As curiosity drew crowds, Vysserius slowly lowered his hood. White hair, spectral pallor, glowing bone-white eyes—the mark of non-death by the God of the Death's will. Merryck followed suit, refusing to let him stand alone.

"Glowing white eyes!" a guard shrieked. Blades rasped from sheaths. Civilians screamed.

Before chaos erupted, Tyburn's voice boomed, invoking the God of the Light, scattering fear like mist:

"These knights once scourged our lands—this is true." His words carried divine weight. "Yet the Light's miracle returned them to us. Brothers, they gave their lives for us once, only to be defiled by the Zephyr Aterior. Rejoice that they've shattered those chains! Rejoice that they fight beside us again! Give thanks to the Supreme God and His Light for this grace!"

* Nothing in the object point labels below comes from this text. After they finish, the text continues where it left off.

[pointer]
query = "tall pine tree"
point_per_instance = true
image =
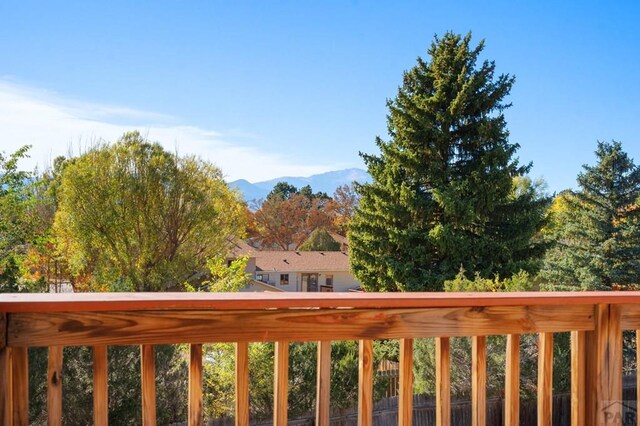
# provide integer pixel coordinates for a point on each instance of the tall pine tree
(596, 229)
(447, 192)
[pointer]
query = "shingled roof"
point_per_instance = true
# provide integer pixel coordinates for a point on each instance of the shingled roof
(303, 261)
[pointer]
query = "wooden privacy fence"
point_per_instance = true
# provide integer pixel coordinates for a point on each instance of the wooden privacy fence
(595, 319)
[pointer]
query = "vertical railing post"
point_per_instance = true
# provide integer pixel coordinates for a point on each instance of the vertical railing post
(545, 379)
(578, 372)
(196, 414)
(20, 373)
(405, 397)
(100, 386)
(608, 364)
(479, 380)
(443, 382)
(281, 384)
(323, 383)
(148, 379)
(512, 382)
(365, 383)
(6, 387)
(242, 384)
(54, 386)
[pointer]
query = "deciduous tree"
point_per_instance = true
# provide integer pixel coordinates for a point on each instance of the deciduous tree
(596, 229)
(443, 193)
(140, 218)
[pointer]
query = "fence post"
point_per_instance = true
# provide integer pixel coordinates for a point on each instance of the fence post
(606, 348)
(6, 386)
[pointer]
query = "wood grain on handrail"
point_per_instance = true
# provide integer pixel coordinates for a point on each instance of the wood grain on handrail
(100, 302)
(168, 327)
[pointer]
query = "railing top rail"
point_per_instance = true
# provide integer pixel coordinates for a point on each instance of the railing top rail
(83, 302)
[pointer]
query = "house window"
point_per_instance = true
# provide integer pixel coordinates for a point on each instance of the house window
(309, 282)
(328, 280)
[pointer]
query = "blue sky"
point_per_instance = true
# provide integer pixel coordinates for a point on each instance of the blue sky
(273, 88)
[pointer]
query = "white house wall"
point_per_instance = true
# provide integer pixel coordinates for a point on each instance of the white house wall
(342, 281)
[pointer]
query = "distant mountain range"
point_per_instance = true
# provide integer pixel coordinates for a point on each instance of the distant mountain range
(324, 182)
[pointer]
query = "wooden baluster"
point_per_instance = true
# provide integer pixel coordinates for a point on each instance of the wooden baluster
(365, 383)
(100, 387)
(148, 379)
(281, 384)
(54, 386)
(323, 387)
(608, 363)
(6, 385)
(405, 397)
(545, 378)
(242, 384)
(443, 385)
(512, 382)
(578, 383)
(638, 373)
(20, 373)
(478, 380)
(196, 415)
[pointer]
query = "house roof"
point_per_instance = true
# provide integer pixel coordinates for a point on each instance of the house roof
(301, 261)
(240, 248)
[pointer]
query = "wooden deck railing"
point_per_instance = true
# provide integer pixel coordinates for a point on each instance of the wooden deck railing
(596, 321)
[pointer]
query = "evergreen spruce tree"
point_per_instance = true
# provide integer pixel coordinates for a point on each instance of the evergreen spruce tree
(597, 228)
(444, 194)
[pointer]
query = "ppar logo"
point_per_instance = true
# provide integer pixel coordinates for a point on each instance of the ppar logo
(619, 413)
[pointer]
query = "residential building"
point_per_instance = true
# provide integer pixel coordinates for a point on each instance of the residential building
(306, 271)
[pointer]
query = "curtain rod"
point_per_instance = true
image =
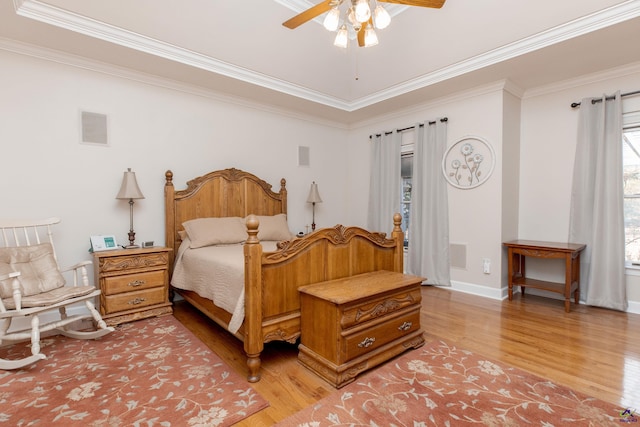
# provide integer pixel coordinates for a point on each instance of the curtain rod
(444, 119)
(608, 98)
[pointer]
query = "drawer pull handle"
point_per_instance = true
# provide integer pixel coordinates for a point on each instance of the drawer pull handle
(137, 283)
(405, 326)
(367, 342)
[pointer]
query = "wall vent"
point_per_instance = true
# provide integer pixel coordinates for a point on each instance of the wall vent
(93, 128)
(458, 255)
(303, 156)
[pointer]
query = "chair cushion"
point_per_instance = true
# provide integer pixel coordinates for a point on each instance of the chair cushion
(38, 269)
(51, 297)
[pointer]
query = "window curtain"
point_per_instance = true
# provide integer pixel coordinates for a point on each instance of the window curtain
(386, 182)
(597, 214)
(429, 216)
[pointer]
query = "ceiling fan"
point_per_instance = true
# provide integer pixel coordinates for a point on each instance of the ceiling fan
(359, 18)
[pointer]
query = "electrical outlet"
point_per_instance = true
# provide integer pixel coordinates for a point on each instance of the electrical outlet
(486, 266)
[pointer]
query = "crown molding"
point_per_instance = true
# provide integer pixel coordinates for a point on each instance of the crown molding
(111, 70)
(43, 12)
(588, 79)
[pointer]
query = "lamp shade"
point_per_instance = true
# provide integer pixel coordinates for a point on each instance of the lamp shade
(314, 196)
(129, 188)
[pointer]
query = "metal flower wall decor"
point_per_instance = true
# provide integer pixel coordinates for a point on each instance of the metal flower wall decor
(468, 163)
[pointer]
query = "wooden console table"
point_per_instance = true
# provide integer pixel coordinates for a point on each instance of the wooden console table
(570, 252)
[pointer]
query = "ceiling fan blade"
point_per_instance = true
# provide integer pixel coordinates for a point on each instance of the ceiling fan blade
(436, 4)
(309, 14)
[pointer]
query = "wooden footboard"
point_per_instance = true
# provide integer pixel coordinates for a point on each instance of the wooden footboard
(272, 279)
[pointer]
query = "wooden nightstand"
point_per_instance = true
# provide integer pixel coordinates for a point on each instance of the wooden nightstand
(352, 324)
(134, 283)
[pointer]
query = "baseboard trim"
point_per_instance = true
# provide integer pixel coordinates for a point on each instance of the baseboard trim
(503, 293)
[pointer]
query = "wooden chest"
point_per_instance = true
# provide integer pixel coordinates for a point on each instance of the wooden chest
(352, 324)
(134, 283)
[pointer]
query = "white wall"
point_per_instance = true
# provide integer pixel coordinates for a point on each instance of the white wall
(46, 171)
(475, 215)
(549, 132)
(158, 125)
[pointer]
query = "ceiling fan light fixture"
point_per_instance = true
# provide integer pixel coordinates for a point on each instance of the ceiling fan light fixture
(342, 37)
(381, 17)
(332, 19)
(362, 10)
(370, 37)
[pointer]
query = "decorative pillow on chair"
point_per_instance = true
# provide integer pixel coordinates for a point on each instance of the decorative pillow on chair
(38, 269)
(215, 231)
(274, 228)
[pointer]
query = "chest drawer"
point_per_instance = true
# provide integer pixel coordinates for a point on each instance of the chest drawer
(134, 300)
(381, 305)
(133, 282)
(368, 339)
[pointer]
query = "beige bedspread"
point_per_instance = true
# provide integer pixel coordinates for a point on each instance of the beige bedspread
(215, 273)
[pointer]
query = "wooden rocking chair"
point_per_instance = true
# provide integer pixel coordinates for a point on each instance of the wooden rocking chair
(31, 283)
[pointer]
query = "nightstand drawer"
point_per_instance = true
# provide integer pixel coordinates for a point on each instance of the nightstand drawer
(384, 332)
(134, 300)
(134, 282)
(129, 261)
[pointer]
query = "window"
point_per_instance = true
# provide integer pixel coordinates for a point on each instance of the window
(631, 183)
(406, 170)
(406, 167)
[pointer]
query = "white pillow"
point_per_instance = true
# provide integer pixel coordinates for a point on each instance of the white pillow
(215, 231)
(274, 228)
(37, 266)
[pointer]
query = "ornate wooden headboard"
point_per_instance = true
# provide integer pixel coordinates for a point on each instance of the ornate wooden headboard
(223, 193)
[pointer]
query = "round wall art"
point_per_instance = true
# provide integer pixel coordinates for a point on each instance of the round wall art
(468, 163)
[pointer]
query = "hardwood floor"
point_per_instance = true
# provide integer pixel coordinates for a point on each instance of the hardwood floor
(591, 350)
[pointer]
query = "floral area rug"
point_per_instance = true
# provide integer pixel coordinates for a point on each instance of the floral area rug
(152, 372)
(442, 385)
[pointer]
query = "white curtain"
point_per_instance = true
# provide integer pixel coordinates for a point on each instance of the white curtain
(429, 216)
(386, 182)
(597, 215)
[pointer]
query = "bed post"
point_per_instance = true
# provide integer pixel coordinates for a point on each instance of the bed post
(283, 195)
(398, 236)
(253, 340)
(169, 216)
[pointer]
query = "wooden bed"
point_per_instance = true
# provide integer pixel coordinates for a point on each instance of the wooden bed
(272, 305)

The crowd stilled—but fear's roots ran deeper than words. They trusted Tyburn; if he vouched for these monsters, they'd comply. Yet hatred simmered. Whispers would race through Amrin like wildfire.

They entered the city as calmly as possible, but crowds already packed the commercial district's avenues to the castle—a grotesque parade of catharsis. Emboldened by Tyburn's presence, they unleashed their fury.

Cold stares became hissed insults.

Insults became a chorus: "Murderers!"

Then the first speck of saliva struck Vysserius's chest.

Rotten fruit and filth followed, heedless of Tyburn's proximity.

"You killed my son!"

"You burned my city!"

"Monsters!"

Tyburn moved to intervene, but Vysserius stopped him:

"They've every right. We owe no offense for truths shouted. Only… I regret you're caught in this storm."

Merryck agreed. She'd slaughtered her own kin—who was she to resent these claims? The pain was deserved. A weight to carry. Her responsibility.

Tyburn ordered his paladins to restrain the mob from violence—the least he could do.

And so, enduring the first of many punishments for their sins, the two Eternal Vow Knights walked the road to Amrin Castle to meet King Iroh.